Molte vittime della paralisi hanno un cervello perfettamente funzionante, ma non hanno modo di comunicare fisicamente. Fortunatamente, alcuni ricercatori californiani hanno progettato un dispositivo che consente a un avatar digitale di esprimere verbalmente i pensieri dei pazienti. “Il nostro obiettivo è ripristinare un modo di comunicare completo e incarnato, che è il modo più naturale per parlare con gli altri“. -Edward Chang, titolare della cattedra di chirurgia neurologica all’Università della California di San Francisco (UCSF).
Due team di ricercatori hanno lavorato insieme per inventare una macchina in grado di intercettare le onde cerebrali di un paziente e trasformarle in discorsi ed espressioni facciali, che vengono poi esternati attraverso un avatar digitale del paziente. In altre parole, chi è affetto da paralisi potrebbe presto avere un modo per comunicare con i propri cari in maniera più precisa rispetto alla rozza tecnologia di interfaccia attualmente disponibile.
Dal pensiero alla voce
L’impianto cerebrale sviluppato dall’équipe di Chang ha permesso ai pazienti di comunicare fino a 80 parole al minuto, semplicemente pensando, anche se la media è di 60-70 parole al minuto.

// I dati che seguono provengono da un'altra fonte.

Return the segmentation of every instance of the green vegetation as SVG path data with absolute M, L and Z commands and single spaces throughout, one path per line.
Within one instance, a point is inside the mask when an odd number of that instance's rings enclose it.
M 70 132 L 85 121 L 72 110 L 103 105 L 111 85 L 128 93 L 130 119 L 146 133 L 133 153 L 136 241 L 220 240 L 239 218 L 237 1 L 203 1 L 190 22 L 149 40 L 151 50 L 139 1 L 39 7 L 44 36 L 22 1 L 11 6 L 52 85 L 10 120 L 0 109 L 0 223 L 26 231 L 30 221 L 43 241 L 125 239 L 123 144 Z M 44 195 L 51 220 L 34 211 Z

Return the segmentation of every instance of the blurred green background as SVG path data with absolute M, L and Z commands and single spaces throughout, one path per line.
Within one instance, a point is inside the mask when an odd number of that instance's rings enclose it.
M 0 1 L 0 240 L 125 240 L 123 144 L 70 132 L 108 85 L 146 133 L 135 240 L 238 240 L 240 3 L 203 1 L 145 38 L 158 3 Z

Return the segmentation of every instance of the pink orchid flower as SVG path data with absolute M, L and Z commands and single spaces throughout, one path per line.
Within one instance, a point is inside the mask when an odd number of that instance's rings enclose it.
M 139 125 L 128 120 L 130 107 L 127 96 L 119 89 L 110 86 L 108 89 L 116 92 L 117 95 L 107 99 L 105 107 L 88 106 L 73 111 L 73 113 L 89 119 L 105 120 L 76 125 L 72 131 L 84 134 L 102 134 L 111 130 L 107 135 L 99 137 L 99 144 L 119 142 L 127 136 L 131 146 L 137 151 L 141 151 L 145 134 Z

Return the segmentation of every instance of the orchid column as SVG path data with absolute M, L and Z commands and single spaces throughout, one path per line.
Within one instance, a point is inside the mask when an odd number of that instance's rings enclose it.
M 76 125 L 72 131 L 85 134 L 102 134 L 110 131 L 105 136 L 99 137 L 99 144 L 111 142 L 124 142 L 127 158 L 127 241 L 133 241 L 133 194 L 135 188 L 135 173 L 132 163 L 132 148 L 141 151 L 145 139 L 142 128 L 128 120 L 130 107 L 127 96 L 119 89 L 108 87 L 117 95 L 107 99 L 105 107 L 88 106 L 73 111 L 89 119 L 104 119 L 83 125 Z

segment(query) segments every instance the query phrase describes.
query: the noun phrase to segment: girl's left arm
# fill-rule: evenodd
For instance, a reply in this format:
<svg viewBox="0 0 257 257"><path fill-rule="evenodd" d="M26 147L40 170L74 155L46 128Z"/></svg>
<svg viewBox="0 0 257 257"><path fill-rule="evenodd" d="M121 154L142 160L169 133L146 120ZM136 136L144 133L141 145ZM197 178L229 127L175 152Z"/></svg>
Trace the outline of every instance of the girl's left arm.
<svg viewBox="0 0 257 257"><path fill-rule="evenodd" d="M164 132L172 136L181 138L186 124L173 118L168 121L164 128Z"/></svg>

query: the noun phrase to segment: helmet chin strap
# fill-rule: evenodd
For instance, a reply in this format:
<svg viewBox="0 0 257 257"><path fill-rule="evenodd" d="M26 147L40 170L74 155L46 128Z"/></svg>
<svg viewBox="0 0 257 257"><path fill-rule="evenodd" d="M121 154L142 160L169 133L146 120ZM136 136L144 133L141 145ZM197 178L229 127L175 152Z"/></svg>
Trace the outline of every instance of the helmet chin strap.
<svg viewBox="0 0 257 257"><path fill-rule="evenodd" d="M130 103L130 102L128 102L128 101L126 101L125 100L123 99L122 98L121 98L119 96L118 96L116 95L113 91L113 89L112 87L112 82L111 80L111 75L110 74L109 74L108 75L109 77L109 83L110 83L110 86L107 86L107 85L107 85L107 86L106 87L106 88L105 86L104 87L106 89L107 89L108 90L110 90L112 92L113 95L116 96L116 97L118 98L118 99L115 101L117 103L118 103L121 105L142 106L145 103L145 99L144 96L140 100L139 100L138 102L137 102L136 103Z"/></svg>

Sebbene sia ancora molto lontano dalle 160 parole al minuto che la maggior parte degli esseri umani produce naturalmente parlando, si tratta di un punto di riferimento incredibilmente promettente e di oltre tre volte il precedente record di traduzione dal pensiero alla voce. L’algoritmo è stato addestrato osservando i segnali elettrici provenienti dal cervello di un paziente mentre ripeteva a sé stesso determinate parole e frasi. L’algoritmo non ricerca parole intere, ma unità distinte di suono chiamate fonemi. Per aiutare l’avatar digitale a produrre qualcosa di simile al parlato reale, i ricercatori hanno dotato l’impianto di un software di animazione che funziona grazie a un’intelligenza artificiale personalizzata che traduce i segnali delle parole del paziente e simula le espressioni facciali appropriate per accompagnare i diversi suoni emessi dalla parola. I ricercatori hanno poi abbinato a questo software una ricostruzione della voce del paziente, consentendo a un sosia animato di imitare l’aspetto e il suono che avrebbero se il paziente stesso stesse parlando.
L’unico inconveniente?
Il prototipo di impianto ha un vocabolario di 125.000 parole ma un tasso di errore di quasi il 24%. Se da un lato questo non sminuisce il lavoro pionieristico svolto dai ricercatori, dall’altro significa che allo stato attuale la tecnologia ha il potenziale di frustrare i pazienti che cercano di utilizzarla per comunicare. Fortunatamente, ora che il metodo ha dimostrato di funzionare su soggetti reali, i ricercatori possono lavorare per perfezionare il processo e ridurre il tasso di errore. Con tutti i timori negativi che hanno circondato l’intelligenza artificiale negli ultimi anni, è bello vedere che la tecnologia viene utilizzata in modo proficuo. Questo metodo appena scoperto, che consente alle vittime di paralisi di comunicare attraverso avatar digitali, non sarebbe stato possibile senza l’uso dell’intelligenza artificiale e dimostra che, almeno in campo medico, l’IA può essere utilizzata per migliorare la società nel suo complesso.